Il romanzo, che ha la struttura di un diario, si apre nel 1923, quando fu pubblicato per la prima volta in Romania il falso documentale Protocolli dei Savi di Sion, e leggiamo come l’università si sia trasformata da luogo del sapere in quello della discriminazione. Gli assalti, le botte, i picchetti per non fare entrare gli studenti ebrei in aula.

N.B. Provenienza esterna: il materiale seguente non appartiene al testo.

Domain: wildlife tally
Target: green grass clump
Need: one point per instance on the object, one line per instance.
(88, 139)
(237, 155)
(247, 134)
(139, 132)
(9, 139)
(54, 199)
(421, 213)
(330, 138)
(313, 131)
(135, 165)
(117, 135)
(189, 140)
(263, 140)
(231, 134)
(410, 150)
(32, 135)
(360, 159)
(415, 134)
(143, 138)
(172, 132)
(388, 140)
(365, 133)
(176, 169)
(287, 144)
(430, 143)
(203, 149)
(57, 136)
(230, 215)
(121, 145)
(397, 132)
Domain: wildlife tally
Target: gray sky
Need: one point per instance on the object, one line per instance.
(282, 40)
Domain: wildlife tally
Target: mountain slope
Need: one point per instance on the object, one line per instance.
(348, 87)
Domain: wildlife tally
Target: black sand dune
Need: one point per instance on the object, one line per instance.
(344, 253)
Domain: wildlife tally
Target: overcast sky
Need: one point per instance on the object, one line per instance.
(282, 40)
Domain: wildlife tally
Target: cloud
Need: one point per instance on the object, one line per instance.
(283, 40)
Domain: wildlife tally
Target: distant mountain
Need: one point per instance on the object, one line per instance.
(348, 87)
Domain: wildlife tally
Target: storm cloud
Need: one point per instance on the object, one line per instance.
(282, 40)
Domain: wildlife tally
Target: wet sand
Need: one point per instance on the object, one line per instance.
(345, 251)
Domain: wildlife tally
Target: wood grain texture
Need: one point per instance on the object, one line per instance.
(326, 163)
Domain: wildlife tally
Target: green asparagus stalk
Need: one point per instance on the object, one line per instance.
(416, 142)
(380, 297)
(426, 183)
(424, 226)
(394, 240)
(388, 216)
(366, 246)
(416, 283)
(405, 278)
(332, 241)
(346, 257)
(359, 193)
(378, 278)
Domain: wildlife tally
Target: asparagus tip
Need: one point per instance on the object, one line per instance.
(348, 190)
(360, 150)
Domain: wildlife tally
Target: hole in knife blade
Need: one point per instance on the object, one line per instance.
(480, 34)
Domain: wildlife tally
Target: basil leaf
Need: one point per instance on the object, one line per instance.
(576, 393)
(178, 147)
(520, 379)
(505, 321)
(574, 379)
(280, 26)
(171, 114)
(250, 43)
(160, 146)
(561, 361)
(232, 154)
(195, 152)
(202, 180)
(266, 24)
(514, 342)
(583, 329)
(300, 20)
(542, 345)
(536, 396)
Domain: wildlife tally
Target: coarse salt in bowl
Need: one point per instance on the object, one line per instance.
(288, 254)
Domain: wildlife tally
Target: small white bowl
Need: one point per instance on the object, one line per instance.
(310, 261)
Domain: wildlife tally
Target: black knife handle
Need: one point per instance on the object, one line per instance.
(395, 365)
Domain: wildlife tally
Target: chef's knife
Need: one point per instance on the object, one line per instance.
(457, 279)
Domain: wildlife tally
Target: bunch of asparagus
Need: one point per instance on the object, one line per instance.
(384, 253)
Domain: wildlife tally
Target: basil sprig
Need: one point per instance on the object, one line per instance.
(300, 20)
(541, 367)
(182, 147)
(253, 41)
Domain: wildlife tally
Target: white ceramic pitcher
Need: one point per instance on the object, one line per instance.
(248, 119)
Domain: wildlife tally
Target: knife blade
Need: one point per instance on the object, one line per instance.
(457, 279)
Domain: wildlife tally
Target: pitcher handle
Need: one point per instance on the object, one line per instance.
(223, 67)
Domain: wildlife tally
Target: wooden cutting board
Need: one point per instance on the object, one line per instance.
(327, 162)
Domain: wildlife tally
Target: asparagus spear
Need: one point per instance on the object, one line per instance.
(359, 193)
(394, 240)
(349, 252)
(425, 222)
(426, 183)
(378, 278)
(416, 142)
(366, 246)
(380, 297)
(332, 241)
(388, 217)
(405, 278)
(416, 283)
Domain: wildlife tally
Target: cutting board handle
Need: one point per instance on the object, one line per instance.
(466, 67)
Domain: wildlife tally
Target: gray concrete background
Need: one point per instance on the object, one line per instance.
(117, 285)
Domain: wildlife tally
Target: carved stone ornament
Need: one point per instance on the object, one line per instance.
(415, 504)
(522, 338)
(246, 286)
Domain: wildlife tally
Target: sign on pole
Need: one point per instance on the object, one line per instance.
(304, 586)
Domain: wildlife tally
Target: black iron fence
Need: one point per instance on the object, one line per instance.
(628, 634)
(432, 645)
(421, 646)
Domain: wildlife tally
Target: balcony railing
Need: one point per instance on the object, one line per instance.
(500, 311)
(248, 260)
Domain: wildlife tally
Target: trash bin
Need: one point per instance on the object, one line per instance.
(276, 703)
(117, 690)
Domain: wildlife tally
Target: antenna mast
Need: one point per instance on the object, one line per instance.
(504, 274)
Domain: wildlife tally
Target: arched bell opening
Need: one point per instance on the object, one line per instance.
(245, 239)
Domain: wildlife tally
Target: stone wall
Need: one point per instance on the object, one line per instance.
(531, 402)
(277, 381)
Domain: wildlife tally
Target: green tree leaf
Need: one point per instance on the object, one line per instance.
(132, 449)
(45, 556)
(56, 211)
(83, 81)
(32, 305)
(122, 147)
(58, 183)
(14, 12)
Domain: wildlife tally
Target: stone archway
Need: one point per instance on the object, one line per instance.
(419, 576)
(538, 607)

All’inizio, davanti alla crudele infondatezza teorica e all’assenza di immaginazione dell’antisemitismo, il narratore dall’animo cosmopolita ha la predisposizione che ritroviamo nel Diario 1941-1943 (Adelphi) di Etty Hillesum: «Per umiliare qualcuno si dev’essere in due: colui che umilia, e colui che è umiliato e soprattutto: che si lascia umiliare. Se manca il secondo, e cioè se la parte passiva è immune da ogni umiliazione, questa evapora nell’aria. Restano solo delle disposizioni fastidiose che interferiscono nella vita di tutti i giorni, ma nessuna umiliazione e oppressione angosciose». Nel 1933, quando termina il libro, però l’aria è sempre più irrespirabile soprattutto negli ambienti intellettuali. L’antisemitismo è destinato a segnare l’esistenza e conduce all’isolamento nel rifugio della scrittura. La violenza è legittimata dal discorso pubblico.
L’autore rifugge la trappola concettuale dello Stato nazione, non si riconosce nel Sionismo ed è appassionante, a tratti disperata, la conversazione con l’amico Sami Winkler in partenza: «La nave che lo porterà a Haifa solcherà fra le onde un cammino che chissà conduca verso una nuova storia giudaica. Condurrà anche a una pace giudaica? Non lo so, non credo. Duemila anni non possono essere soppressi da una partenza».
Sebastian rispose con parole limpide a chi poneva la questione dell’identità e dell’impossibilità dell’assimilazione ebraica in un contesto nazionale: «Lo Stato è libero di decretarmi nave, orso polare o macchina fotografica, non cesserò per questo di essere ebreo, romeno e danubiano. Certamente troppe cose. Ma tutte vere. Questa intesa è lenta, presenta scogli intimi, ma la soluzione è spirituale non politica». Da duemila anni è un invito tuttora valido ad accorgersi in tempo dei sintomi della malattia, prima che dinnanzi alle macerie resti solo lo stupore di chiedersi come sia potuto accadere.